A side note about late-night floor directing:
During commerical breaks, it was often like a variety show. Floor directors who were bored shitless would offer up entertainment for two minutes. Since you were standing there in a studio, and all the important types had already gone home, it seemed appropriate. A friend of mine used to sing lounge versions of Loverboy's "Everybody's Workin' For The Weekend" and Billy Ocean's "Get Out Of My Dreams (Get Into My Car)". He'd also do Broadway production numbers where he'd scoot across the floor, hands artfully punching the air, shouting, "BIG MOVES! BIG CHOICES!"

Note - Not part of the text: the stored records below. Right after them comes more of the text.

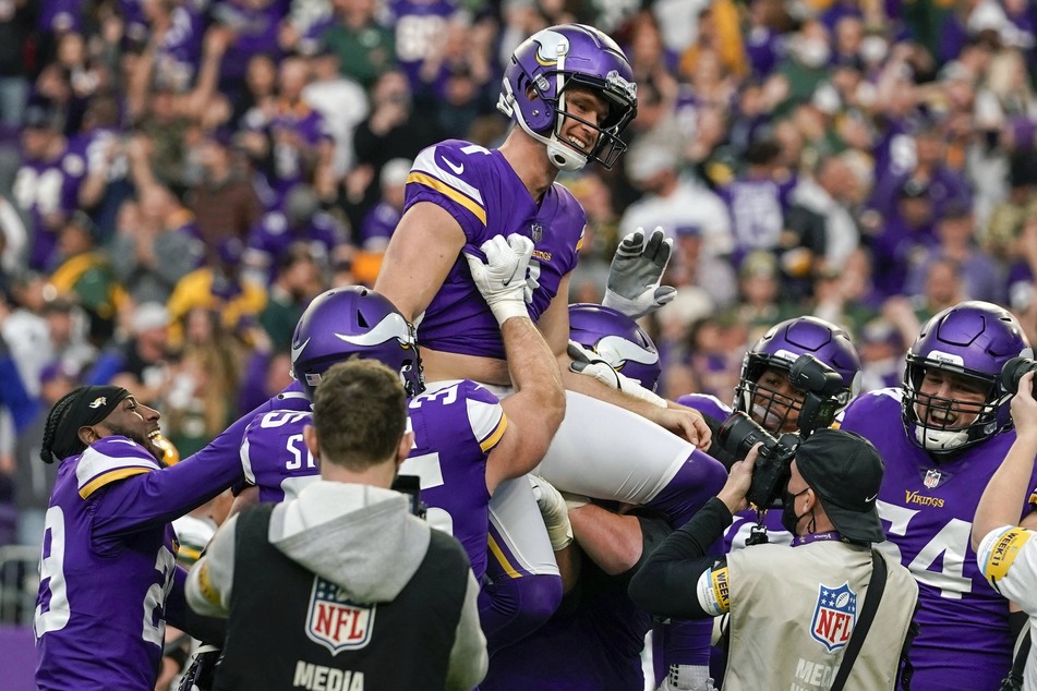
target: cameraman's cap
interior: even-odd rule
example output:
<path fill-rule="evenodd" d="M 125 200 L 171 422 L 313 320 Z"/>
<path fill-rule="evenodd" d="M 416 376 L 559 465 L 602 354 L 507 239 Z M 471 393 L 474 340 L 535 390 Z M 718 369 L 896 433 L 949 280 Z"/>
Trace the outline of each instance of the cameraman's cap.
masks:
<path fill-rule="evenodd" d="M 843 537 L 856 543 L 885 540 L 875 509 L 885 465 L 870 441 L 845 429 L 818 429 L 799 445 L 796 468 Z"/>

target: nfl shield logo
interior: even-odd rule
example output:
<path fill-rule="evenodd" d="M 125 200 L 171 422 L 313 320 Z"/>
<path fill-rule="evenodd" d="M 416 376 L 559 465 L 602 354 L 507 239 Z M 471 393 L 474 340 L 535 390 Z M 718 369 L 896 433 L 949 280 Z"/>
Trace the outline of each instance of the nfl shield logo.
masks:
<path fill-rule="evenodd" d="M 813 608 L 810 635 L 832 653 L 846 646 L 857 621 L 857 594 L 849 583 L 839 587 L 818 586 L 818 603 Z"/>
<path fill-rule="evenodd" d="M 375 605 L 354 603 L 335 583 L 313 579 L 306 637 L 338 655 L 371 642 Z"/>
<path fill-rule="evenodd" d="M 932 489 L 940 484 L 940 475 L 941 473 L 938 470 L 927 470 L 926 478 L 921 481 L 921 484 L 924 484 L 929 489 Z"/>

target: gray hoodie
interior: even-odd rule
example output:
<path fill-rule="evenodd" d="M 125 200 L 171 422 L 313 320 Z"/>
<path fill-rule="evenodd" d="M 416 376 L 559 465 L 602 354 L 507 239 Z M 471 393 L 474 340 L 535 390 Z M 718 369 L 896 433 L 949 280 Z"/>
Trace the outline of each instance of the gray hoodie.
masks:
<path fill-rule="evenodd" d="M 186 597 L 202 615 L 227 617 L 234 580 L 237 517 L 219 530 L 191 569 Z M 361 602 L 394 599 L 429 549 L 430 528 L 408 511 L 407 497 L 371 485 L 318 481 L 274 508 L 270 544 L 310 571 L 342 585 Z M 463 691 L 486 674 L 486 639 L 479 628 L 479 586 L 468 592 L 457 625 L 446 689 Z"/>

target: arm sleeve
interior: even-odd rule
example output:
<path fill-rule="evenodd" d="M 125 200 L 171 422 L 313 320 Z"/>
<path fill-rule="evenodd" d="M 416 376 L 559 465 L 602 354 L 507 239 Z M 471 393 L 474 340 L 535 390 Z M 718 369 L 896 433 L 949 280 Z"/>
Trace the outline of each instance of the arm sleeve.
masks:
<path fill-rule="evenodd" d="M 1028 613 L 1037 611 L 1037 541 L 1034 531 L 1005 525 L 990 531 L 976 550 L 987 582 L 1002 597 Z"/>
<path fill-rule="evenodd" d="M 479 626 L 478 595 L 479 585 L 469 569 L 468 591 L 465 593 L 465 605 L 457 622 L 454 647 L 450 650 L 445 687 L 447 691 L 468 691 L 483 680 L 490 666 L 486 637 Z"/>
<path fill-rule="evenodd" d="M 188 572 L 183 568 L 177 567 L 173 589 L 170 591 L 169 597 L 166 598 L 166 621 L 182 631 L 186 631 L 203 643 L 222 647 L 224 638 L 227 634 L 227 620 L 202 616 L 188 607 L 184 597 L 186 580 Z"/>
<path fill-rule="evenodd" d="M 238 482 L 242 477 L 239 448 L 251 420 L 245 415 L 176 465 L 106 486 L 104 496 L 97 499 L 94 536 L 111 537 L 164 525 Z"/>
<path fill-rule="evenodd" d="M 202 558 L 188 573 L 186 602 L 195 613 L 206 617 L 230 615 L 230 595 L 234 583 L 234 535 L 238 516 L 230 517 L 216 531 Z"/>
<path fill-rule="evenodd" d="M 646 560 L 630 581 L 630 598 L 653 615 L 697 619 L 712 616 L 699 604 L 700 577 L 718 566 L 707 556 L 731 525 L 731 512 L 715 497 Z"/>

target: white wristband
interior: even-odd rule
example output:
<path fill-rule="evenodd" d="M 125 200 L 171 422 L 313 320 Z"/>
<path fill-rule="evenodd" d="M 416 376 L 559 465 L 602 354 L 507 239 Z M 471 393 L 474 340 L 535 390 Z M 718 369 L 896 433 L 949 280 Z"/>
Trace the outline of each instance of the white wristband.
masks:
<path fill-rule="evenodd" d="M 490 306 L 490 310 L 493 312 L 493 316 L 496 317 L 497 324 L 504 326 L 504 323 L 510 319 L 511 317 L 522 317 L 529 318 L 529 310 L 526 308 L 524 302 L 498 302 Z"/>

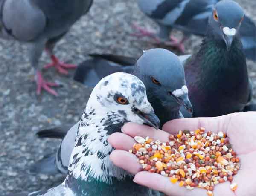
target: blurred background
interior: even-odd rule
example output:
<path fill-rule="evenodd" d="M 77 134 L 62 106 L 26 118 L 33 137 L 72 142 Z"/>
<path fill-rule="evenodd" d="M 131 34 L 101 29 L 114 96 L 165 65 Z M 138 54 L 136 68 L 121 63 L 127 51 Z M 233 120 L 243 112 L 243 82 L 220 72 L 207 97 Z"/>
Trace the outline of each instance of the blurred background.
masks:
<path fill-rule="evenodd" d="M 236 0 L 256 22 L 256 1 Z M 155 47 L 146 37 L 138 39 L 132 24 L 156 30 L 157 25 L 139 10 L 135 0 L 94 0 L 90 10 L 72 27 L 55 48 L 61 59 L 79 64 L 88 53 L 113 53 L 140 57 L 141 49 Z M 174 31 L 179 37 L 180 33 Z M 201 38 L 193 36 L 185 43 L 191 53 Z M 44 155 L 53 153 L 58 140 L 39 140 L 38 130 L 75 124 L 84 109 L 91 89 L 72 80 L 73 72 L 64 76 L 48 69 L 45 78 L 61 84 L 55 98 L 44 91 L 36 95 L 34 70 L 26 44 L 0 40 L 0 196 L 32 191 L 58 184 L 64 176 L 31 175 L 28 168 Z M 178 54 L 176 51 L 175 52 Z M 43 66 L 49 63 L 44 54 Z M 248 61 L 249 75 L 256 91 L 256 63 Z M 254 95 L 255 101 L 255 93 Z"/>

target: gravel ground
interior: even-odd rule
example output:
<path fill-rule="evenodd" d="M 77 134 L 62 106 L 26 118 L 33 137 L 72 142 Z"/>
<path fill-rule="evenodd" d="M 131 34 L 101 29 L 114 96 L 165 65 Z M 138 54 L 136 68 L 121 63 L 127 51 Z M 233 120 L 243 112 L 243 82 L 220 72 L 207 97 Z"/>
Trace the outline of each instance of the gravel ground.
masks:
<path fill-rule="evenodd" d="M 256 21 L 253 12 L 256 1 L 237 1 Z M 141 49 L 153 47 L 129 36 L 133 31 L 131 24 L 139 21 L 145 27 L 156 27 L 140 12 L 135 0 L 95 0 L 89 14 L 59 42 L 56 55 L 73 63 L 81 62 L 87 53 L 92 52 L 138 56 Z M 192 51 L 200 40 L 193 36 L 187 40 L 186 52 Z M 57 89 L 59 96 L 55 98 L 45 92 L 36 96 L 27 49 L 26 44 L 0 40 L 0 195 L 3 196 L 49 188 L 61 182 L 61 175 L 32 175 L 28 172 L 35 160 L 54 152 L 60 143 L 58 140 L 39 140 L 35 134 L 42 128 L 78 121 L 90 91 L 70 79 L 73 72 L 63 77 L 47 70 L 44 72 L 46 78 L 62 85 Z M 45 54 L 41 62 L 41 66 L 49 62 Z M 248 62 L 248 65 L 256 90 L 255 63 Z"/>

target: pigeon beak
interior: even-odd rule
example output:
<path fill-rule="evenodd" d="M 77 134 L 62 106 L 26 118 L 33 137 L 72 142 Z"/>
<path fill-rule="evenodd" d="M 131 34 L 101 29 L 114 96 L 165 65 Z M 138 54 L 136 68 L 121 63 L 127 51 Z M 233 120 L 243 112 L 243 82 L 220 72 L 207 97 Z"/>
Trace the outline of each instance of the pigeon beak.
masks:
<path fill-rule="evenodd" d="M 231 45 L 232 45 L 232 42 L 233 42 L 233 36 L 225 36 L 224 37 L 225 43 L 226 43 L 226 46 L 227 46 L 227 50 L 228 51 L 230 49 Z"/>
<path fill-rule="evenodd" d="M 232 45 L 234 36 L 236 34 L 236 30 L 235 28 L 230 29 L 225 27 L 222 29 L 223 39 L 226 43 L 227 50 L 229 51 Z"/>
<path fill-rule="evenodd" d="M 193 107 L 189 98 L 187 94 L 183 95 L 179 97 L 176 97 L 173 94 L 172 95 L 172 96 L 178 104 L 181 106 L 183 106 L 189 111 L 190 114 L 192 114 L 193 113 Z"/>
<path fill-rule="evenodd" d="M 133 111 L 143 120 L 144 124 L 152 127 L 155 129 L 158 129 L 160 127 L 160 121 L 153 110 L 148 114 L 143 113 L 137 108 L 134 108 Z"/>

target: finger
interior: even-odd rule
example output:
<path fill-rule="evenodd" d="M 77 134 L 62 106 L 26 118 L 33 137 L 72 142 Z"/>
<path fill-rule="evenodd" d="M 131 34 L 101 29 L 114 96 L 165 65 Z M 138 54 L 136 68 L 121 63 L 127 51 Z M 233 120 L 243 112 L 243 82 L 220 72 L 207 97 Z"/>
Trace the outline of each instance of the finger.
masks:
<path fill-rule="evenodd" d="M 160 139 L 163 142 L 168 141 L 169 134 L 161 130 L 156 130 L 146 125 L 143 125 L 134 123 L 125 124 L 122 129 L 122 131 L 133 138 L 140 136 L 143 138 L 148 136 L 154 140 Z"/>
<path fill-rule="evenodd" d="M 135 141 L 131 137 L 121 133 L 115 133 L 108 139 L 108 141 L 116 149 L 128 151 L 132 149 Z"/>
<path fill-rule="evenodd" d="M 163 130 L 172 134 L 177 133 L 180 130 L 194 130 L 201 127 L 204 127 L 207 131 L 217 133 L 227 131 L 229 119 L 233 115 L 213 118 L 181 118 L 169 121 L 165 123 Z"/>
<path fill-rule="evenodd" d="M 137 161 L 137 157 L 128 152 L 116 150 L 111 153 L 110 158 L 116 166 L 133 174 L 137 173 L 141 168 L 140 164 Z"/>
<path fill-rule="evenodd" d="M 169 178 L 155 173 L 140 172 L 137 173 L 134 181 L 137 184 L 158 190 L 167 195 L 172 196 L 205 196 L 206 190 L 195 188 L 188 190 L 180 187 L 178 182 L 175 184 L 170 181 Z"/>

This friend was a polite, perma-necktie guy who many deemed an ass-kisser, since he was the only VJ invited to a couple of anchor parties. Plus he received a 20 dollar Barnes and Noble gift certificate for Christmas from Joe Kinstle when the rest of us got a big fat helping of nothin'. (This is what mass poverty does to a workplace. Lack of a 20 dollar gift certificate was MORE than enough to create outrage amongst employees. A free package of half-eaten Ho-Hos could inspire bitchery.)

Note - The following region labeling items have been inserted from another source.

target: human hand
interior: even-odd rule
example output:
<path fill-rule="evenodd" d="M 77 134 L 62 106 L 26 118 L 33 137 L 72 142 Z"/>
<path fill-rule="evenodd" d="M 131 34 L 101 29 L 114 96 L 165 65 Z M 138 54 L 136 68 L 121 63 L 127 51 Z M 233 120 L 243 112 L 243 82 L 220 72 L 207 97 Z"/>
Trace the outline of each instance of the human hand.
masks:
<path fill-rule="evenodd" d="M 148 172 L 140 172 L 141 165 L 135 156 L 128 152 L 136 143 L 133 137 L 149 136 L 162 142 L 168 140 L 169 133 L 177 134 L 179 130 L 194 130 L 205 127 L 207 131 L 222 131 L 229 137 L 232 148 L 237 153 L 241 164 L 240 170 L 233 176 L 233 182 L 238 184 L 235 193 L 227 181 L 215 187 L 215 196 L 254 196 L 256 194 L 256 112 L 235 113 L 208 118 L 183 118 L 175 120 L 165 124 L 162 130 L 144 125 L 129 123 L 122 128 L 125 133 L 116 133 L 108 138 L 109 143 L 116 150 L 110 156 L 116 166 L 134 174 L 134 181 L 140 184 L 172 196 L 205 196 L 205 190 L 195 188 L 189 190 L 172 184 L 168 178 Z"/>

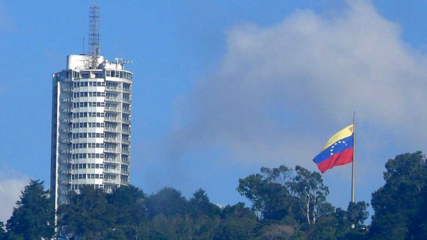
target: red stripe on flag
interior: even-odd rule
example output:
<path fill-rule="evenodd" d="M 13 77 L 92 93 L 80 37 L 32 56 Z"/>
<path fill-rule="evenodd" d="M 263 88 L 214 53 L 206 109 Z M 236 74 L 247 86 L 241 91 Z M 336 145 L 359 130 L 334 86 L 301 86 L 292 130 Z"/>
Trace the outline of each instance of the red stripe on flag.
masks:
<path fill-rule="evenodd" d="M 345 165 L 353 161 L 353 148 L 348 148 L 340 153 L 334 154 L 330 158 L 325 160 L 317 165 L 317 167 L 322 173 L 331 169 L 336 166 Z"/>

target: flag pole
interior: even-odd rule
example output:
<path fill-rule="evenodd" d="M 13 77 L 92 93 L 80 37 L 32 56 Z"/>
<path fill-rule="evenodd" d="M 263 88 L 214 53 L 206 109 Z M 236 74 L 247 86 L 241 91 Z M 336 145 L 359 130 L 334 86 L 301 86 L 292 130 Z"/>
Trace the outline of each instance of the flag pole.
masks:
<path fill-rule="evenodd" d="M 352 163 L 352 202 L 355 202 L 355 174 L 356 162 L 356 112 L 353 113 L 353 161 Z"/>

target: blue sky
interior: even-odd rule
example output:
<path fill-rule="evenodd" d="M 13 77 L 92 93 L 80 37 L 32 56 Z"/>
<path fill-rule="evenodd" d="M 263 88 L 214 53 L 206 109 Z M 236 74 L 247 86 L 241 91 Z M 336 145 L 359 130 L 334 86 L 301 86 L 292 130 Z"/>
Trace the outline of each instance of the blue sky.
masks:
<path fill-rule="evenodd" d="M 0 1 L 0 221 L 29 179 L 48 185 L 52 74 L 87 41 L 92 1 Z M 239 178 L 311 159 L 356 125 L 356 200 L 384 164 L 424 150 L 425 1 L 98 1 L 101 54 L 133 60 L 131 182 L 214 203 Z M 87 44 L 85 46 L 87 50 Z M 323 178 L 346 208 L 351 167 Z"/>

But I knew better than to call him an ass-kisser. He just played the game better than the rest of us.
The other thing he did better than the rest of us (while floor directing) was this dance, the Boris Yeltsin jig:
DANCE DANCE REVOLUTION!

So if you're celebrating Mardi Gras today (and I hope you are) consider infusing your Second Line dance with a few patented moves from a past Russian president who truly had some fierce rhythm. Laissez Les Bon Temps Roulez!